I loved the spa scene and seeing Dash's almost physical revulsion to girly frou-frou stuff. It's so rare to see the entire cast together being friends this season that I'll eat up any chance we get.
Trixie shout-out!
Smarty Pants callback! Very surprised they went with the fandom interpretation of Big Mac keeping her and fawning over her in private, but there it is.
Also, "Family Appreciation Day" and "Baby Cakes" callbacks. This episode was just loaded with continuity.
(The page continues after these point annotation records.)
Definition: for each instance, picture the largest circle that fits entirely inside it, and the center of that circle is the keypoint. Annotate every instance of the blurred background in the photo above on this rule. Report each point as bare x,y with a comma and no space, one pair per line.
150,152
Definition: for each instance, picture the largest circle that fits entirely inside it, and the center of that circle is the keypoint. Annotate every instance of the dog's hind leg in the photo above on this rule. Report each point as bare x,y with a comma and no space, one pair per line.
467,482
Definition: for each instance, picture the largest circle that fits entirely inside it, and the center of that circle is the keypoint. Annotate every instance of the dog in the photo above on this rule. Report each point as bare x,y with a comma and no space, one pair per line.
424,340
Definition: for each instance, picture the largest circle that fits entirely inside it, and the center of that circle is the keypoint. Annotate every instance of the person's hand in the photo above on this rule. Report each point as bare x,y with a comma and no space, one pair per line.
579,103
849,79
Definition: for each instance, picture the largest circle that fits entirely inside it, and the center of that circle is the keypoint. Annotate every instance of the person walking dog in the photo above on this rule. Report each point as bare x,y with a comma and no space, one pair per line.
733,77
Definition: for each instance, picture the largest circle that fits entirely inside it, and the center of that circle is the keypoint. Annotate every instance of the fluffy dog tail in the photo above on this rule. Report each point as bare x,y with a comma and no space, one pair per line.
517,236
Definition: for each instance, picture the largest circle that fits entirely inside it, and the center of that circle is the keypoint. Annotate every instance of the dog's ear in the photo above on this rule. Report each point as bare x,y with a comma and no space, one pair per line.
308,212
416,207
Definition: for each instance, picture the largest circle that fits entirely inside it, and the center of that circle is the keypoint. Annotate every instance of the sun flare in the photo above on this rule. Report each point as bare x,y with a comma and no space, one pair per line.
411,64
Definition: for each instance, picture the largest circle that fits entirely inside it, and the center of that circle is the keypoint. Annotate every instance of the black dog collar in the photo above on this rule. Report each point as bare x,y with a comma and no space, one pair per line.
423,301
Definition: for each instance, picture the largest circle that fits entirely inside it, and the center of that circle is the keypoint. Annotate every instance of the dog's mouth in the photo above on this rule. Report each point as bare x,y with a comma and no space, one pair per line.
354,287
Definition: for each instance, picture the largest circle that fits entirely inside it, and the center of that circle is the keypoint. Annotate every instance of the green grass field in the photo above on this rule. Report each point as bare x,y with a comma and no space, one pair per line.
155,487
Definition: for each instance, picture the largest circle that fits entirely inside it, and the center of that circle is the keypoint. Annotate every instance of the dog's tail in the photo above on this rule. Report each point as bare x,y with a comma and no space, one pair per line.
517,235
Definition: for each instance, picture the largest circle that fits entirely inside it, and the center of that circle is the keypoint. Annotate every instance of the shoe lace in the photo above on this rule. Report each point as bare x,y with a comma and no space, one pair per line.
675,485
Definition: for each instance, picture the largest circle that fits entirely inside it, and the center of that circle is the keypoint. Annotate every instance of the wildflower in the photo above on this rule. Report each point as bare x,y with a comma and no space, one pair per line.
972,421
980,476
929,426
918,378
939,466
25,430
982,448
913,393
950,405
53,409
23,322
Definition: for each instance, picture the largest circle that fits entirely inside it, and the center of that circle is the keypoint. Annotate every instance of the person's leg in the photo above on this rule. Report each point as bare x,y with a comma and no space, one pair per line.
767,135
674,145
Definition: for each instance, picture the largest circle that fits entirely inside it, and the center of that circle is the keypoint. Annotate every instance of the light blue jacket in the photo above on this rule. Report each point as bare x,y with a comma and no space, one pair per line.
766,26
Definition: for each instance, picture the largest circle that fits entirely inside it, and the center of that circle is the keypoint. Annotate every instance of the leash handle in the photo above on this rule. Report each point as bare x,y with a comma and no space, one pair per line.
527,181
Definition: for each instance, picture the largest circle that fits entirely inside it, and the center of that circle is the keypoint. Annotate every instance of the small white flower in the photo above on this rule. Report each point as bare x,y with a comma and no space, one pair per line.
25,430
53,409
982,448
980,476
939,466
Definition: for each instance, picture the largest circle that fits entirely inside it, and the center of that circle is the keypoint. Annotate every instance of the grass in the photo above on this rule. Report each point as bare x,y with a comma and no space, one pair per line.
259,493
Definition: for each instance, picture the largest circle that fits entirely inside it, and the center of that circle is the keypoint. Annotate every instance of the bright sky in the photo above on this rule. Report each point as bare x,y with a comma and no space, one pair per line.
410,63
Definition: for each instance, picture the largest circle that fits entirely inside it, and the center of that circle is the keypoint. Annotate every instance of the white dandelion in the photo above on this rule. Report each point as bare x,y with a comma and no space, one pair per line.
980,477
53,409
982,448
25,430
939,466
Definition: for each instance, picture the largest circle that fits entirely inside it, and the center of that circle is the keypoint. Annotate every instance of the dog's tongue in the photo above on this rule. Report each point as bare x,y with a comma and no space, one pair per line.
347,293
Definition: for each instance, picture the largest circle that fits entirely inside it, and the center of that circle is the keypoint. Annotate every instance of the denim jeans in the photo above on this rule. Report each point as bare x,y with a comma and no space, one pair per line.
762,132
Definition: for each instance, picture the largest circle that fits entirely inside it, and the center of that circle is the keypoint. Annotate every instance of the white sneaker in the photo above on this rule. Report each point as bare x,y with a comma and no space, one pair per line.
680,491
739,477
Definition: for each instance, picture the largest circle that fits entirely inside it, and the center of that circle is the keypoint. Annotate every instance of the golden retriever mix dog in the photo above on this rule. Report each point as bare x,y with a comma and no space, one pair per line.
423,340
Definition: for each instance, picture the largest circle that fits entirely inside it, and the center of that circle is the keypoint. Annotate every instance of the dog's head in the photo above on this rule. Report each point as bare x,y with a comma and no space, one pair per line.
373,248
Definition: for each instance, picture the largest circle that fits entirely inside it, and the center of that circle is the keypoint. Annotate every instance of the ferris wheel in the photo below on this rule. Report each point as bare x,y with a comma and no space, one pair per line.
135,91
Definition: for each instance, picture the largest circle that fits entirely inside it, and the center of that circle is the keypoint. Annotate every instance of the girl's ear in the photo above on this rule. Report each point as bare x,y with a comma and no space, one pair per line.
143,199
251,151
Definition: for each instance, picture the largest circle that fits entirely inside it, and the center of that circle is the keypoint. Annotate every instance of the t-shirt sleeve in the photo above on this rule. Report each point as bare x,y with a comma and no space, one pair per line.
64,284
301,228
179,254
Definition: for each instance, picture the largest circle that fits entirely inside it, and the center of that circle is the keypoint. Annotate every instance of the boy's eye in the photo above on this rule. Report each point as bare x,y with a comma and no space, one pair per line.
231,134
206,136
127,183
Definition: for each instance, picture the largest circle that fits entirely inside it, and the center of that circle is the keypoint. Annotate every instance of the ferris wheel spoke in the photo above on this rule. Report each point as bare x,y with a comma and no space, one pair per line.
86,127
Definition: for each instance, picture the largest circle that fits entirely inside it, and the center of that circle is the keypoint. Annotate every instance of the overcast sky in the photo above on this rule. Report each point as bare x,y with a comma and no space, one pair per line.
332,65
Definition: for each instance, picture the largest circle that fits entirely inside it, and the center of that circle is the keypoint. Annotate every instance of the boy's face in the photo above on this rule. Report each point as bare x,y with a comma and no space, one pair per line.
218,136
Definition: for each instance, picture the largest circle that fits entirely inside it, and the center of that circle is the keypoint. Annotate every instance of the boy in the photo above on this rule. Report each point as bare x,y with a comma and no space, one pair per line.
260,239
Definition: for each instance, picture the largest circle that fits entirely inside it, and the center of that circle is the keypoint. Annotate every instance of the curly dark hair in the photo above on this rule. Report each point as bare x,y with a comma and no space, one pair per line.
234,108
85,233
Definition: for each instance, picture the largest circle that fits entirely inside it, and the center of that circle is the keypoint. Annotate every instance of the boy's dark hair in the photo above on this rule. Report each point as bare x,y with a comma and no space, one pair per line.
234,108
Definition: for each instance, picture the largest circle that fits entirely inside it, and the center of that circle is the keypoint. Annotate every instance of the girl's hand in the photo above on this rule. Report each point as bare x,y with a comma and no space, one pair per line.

And, of course, Applejack's "Eeeeyup" and "nnnnnope," while Big Mac goes on a long, wordy rant. Good stuff.
The not so good:
Scootaloo confirmed for can't fly.
I think I see what people have been saying about the CMC not being so great when they're actually crusading. Aside from the fact that it made them do really mean things this week, there's a fundamental problem that the crusading often involves them forcing themselves to do things they don't really want to do in order to get their marks. That's a lot less engaging than, say, "Hearts and Hooves Day," where they do what they do because they like it. It is off-putting to see them be that obsessive to their detriment and everyone else's.
This might be my physical discomfort affecting my attention span, but I though the episode felt kind of choppy, in terms of how they ended up on staff, writing a gossip column and having the paper become a town sensation.
I wasn't too hot on the ending where everypony shuns the CMCs until they apologize. I know the point the writers were making, but some of this seemed really immature. Twilight's reaction especially of sealing herself in a bubble; and she was the level-headed one earlier in the episode! Ultimately, the crusaders are still
kids and everypony affected are adults. In real life, somebody would step in and have a talk with them about what's happened and enforce some kind of rules, not let them continue to run amok and act all hurt and petulant when they do. This one of the (rare) downsides to being a moral-driven cartoon aimed at kids; it was designed to make a point about school gossip, and so points out in no uncertain terms that gossiping hurts other kids and that's bad...but since the CMC are the only well-developed child characters on the show, the writers roped the Mane 6 into being expy schoolchildren, and it just didn't gel.